Surveillance, Geopolitics, and Future Risks
Surveillance is not just a technology issue—it’s a geopolitical one. U.S. companies like Google and Meta routinely comply with government data requests. Chinese firms like Huawei and China Mobile are deeply integrated into national surveillance strategies.
As Edward Snowden’s 2013 revelations showed, surveillance often happens quietly—through backend access to cloud platforms. Now, AI supercharges this: voice recognition, real-time video analysis, behavioral prediction.
For small nations, outsourcing infrastructure leads to long-term digital dependency.

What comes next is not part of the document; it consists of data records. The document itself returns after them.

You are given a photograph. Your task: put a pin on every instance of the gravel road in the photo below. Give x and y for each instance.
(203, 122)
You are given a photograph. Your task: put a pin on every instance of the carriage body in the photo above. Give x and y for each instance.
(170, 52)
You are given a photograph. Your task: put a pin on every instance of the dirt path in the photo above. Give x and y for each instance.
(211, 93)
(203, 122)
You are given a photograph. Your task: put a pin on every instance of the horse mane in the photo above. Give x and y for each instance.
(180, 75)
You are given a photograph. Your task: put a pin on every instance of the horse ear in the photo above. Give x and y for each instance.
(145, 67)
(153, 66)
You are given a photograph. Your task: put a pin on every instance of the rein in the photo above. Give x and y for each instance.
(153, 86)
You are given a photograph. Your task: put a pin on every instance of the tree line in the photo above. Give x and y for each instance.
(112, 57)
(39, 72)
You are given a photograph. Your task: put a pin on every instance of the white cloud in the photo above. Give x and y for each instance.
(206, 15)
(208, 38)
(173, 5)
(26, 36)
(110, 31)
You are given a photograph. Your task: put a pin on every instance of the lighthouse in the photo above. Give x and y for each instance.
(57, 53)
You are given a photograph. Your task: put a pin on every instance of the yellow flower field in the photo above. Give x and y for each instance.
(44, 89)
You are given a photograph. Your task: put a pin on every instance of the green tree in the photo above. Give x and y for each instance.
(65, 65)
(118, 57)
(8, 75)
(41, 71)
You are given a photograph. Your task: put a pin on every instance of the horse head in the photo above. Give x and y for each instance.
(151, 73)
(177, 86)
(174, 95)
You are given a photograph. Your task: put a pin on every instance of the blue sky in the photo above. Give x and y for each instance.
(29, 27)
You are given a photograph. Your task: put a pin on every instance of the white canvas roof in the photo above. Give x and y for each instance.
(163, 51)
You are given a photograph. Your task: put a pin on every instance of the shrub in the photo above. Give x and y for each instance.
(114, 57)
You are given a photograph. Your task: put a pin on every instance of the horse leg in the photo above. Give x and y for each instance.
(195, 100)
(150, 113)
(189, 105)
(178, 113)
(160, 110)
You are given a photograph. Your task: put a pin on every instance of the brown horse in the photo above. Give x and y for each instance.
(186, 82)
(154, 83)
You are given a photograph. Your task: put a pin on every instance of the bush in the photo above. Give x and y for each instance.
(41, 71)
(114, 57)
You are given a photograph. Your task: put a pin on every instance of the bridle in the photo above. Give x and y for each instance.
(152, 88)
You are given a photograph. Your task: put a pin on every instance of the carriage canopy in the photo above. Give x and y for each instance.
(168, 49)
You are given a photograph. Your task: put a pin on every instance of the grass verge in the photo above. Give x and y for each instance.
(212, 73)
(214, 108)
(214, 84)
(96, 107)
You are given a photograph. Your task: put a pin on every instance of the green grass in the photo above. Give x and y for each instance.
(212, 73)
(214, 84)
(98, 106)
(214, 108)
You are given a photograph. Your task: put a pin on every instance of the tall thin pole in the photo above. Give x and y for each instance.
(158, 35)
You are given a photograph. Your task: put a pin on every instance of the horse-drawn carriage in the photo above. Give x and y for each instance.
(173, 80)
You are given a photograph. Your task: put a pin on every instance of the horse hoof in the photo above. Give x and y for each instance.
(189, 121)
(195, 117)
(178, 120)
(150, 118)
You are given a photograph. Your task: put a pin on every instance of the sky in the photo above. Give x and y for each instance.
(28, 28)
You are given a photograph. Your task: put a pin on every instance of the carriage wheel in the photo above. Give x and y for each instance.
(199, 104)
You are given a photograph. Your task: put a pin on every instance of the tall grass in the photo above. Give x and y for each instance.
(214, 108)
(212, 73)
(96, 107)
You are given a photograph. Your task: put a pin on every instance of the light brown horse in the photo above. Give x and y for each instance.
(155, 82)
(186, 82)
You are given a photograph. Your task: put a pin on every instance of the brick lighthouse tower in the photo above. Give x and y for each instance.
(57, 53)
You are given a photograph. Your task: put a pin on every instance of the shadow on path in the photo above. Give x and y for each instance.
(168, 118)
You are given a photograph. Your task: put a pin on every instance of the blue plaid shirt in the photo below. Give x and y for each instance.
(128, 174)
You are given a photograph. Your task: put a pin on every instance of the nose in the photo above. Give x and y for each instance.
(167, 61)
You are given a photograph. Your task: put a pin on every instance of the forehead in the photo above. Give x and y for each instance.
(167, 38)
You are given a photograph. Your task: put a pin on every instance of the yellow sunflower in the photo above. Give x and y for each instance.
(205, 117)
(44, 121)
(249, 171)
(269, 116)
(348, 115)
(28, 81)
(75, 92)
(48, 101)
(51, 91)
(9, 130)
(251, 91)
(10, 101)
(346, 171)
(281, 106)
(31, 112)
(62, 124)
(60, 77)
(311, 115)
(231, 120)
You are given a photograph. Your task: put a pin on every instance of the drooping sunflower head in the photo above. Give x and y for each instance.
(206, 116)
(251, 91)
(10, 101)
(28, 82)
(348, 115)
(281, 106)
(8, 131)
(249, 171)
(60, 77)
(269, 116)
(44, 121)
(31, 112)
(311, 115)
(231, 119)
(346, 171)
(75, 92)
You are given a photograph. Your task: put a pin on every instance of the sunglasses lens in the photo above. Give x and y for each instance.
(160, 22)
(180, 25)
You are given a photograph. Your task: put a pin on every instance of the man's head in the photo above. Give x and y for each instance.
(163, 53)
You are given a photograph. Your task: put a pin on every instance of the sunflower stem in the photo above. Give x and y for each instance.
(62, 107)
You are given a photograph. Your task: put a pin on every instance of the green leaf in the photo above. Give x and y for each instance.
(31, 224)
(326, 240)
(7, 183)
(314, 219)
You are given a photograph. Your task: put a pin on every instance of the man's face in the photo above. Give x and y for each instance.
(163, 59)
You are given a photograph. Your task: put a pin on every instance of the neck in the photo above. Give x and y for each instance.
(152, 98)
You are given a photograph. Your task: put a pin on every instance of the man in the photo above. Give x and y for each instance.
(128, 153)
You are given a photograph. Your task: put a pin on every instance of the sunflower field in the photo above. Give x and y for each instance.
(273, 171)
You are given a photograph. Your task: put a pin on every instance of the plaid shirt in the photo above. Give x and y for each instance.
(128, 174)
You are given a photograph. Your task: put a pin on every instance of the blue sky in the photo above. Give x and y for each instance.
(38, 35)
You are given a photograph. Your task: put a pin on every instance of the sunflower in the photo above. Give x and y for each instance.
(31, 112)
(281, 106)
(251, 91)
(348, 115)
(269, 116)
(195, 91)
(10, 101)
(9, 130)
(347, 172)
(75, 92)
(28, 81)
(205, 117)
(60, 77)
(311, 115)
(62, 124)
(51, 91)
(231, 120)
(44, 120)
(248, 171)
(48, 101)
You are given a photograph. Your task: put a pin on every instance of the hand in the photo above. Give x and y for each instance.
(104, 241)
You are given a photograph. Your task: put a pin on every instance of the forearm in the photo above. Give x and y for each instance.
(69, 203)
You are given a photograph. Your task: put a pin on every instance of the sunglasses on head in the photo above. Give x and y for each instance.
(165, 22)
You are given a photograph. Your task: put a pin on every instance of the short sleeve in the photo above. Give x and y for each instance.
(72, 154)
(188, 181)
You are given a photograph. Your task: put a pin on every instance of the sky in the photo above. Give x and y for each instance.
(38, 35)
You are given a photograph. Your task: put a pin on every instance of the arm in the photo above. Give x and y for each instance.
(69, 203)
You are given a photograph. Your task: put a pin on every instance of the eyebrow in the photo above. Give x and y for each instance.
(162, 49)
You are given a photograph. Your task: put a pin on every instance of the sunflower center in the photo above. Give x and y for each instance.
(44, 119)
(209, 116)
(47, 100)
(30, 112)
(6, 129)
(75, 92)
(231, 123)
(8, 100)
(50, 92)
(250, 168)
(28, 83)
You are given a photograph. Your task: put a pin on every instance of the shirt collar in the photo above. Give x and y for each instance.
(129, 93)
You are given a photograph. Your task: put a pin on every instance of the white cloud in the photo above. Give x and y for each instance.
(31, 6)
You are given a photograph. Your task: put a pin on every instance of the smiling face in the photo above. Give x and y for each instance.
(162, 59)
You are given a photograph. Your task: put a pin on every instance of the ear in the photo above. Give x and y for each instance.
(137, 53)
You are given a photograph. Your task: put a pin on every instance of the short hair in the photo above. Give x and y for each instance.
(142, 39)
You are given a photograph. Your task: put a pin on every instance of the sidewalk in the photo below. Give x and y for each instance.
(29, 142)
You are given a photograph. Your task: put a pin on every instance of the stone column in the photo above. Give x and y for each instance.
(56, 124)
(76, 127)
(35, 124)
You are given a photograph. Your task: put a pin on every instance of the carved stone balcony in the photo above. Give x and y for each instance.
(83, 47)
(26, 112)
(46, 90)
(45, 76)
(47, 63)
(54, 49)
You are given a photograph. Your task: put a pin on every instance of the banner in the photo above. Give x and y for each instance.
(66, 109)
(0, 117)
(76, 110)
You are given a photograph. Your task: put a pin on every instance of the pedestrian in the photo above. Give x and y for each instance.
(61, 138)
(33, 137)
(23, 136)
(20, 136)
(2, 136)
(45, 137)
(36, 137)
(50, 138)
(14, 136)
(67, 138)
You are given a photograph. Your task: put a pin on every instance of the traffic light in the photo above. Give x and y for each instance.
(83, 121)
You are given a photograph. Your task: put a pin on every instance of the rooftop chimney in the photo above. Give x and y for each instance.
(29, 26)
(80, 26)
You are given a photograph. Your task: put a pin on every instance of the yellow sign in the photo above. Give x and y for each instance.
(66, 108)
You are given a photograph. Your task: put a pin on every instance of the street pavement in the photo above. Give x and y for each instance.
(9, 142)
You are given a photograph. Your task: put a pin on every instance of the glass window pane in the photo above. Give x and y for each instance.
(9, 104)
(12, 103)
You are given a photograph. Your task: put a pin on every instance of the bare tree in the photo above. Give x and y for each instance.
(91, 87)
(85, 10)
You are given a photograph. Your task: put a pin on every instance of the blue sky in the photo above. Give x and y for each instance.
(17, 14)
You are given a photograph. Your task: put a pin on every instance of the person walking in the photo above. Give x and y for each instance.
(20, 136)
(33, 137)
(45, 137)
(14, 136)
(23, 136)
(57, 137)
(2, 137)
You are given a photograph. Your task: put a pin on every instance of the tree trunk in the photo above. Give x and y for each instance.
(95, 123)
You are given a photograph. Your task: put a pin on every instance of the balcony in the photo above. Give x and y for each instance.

Control over national policy, economic decisions, and security becomes compromised.
Future Outlook and Recommendations
- Enforce Cross-Border Accountability
Use regional treaties, trade mechanisms, and sovereignty clauses to enforce privacy laws beyond borders. - Create a Pacific Data Governance Framework
Inspired by the GDPR or Australia’s Privacy Act, build regional standards for consent, data retention, and lawful processing. - Invest in National Infrastructure
Own and operate data centers, control ccTLDs, and develop secure public clouds. - Make Consent Meaningful
Require clear, accessible disclosures from AI apps about what data is collected and why. - Build Digital Literacy
Launch community workshops, school curricula, and media campaigns to raise awareness and resilience.
Conclusion
What links Clearview AI and the Pacific Islands is the imbalance of power in the digital ecosystem. AI companies, backed by global infrastructure, can harvest data unchecked. For smaller nations, the cost is sovereignty.This is not just about privacy. It is about who holds power in the digital age. Data is the new oil and those who control it will shape the future.